Doch es gefiel nicht jedem, was Hildebrandt auf der Bühne trieb. Legendär, als sich der Bayerische Rundfunk einmal aus der Sendung ausblendete. "Er hat sich damit bis auf die Knochen blamierte", sagte der Kabarettist später über den damaligen Fernsehdirektor des BR. "Wissen Sie, ich wurde nicht nur dieses eine Mal zensiert - noch öfter bin ich an Verboten vorbeigeschrammt. Das ist auch komisch!" Eine Grenze zog er nur bei Krankheit und Tod. "Schauen Sie sich Müntefering an.
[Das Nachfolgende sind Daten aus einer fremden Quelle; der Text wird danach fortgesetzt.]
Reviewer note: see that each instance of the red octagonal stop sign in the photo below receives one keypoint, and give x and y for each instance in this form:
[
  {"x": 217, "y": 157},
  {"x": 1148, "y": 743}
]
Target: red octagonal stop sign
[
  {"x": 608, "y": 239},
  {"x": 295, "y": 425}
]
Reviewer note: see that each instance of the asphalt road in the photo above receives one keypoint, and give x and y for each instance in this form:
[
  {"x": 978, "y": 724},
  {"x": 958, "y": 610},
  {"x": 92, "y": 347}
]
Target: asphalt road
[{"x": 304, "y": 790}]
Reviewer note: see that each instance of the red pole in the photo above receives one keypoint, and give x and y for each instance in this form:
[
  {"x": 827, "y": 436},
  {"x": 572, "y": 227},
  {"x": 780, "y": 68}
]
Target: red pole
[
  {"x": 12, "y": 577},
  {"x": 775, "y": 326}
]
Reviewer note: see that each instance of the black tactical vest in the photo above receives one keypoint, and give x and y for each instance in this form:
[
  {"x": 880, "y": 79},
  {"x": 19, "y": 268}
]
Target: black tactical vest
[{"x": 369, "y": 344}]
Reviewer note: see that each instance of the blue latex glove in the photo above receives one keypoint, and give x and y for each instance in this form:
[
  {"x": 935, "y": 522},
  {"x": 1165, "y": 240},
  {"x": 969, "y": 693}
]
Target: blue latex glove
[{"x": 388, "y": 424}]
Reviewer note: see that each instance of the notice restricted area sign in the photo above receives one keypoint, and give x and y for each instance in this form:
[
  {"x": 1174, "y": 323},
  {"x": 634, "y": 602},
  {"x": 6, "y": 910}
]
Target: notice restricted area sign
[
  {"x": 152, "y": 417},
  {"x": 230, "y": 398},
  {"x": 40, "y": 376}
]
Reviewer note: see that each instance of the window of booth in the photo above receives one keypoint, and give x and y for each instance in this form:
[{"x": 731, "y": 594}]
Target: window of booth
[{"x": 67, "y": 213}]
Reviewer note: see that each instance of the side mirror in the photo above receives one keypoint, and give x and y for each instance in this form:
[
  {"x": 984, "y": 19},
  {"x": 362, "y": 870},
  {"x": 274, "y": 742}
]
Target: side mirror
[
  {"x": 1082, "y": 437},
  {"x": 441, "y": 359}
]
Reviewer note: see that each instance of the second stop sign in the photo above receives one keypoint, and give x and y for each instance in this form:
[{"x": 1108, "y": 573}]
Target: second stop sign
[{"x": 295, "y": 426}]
In dem Moment, wo dieser Mensch aus der Politik ausscheidet, um seine todkranke Frau zu pflegen, hört mein Spaß auf." Und doch sei der Tod keine Barriere. "Es gibt Späße bis ins Grab hinein. Das gehört dazu zur Satire - der direkte Angriff auf diesen lächerlichen Tod, der uns manchmal antritt, obwohl er doch gar nicht die Berechtigung dazu hat." Nun ist Dieter Hildebrandt tot. Seine spitzen Kommentare werden ganz sicher fehlen.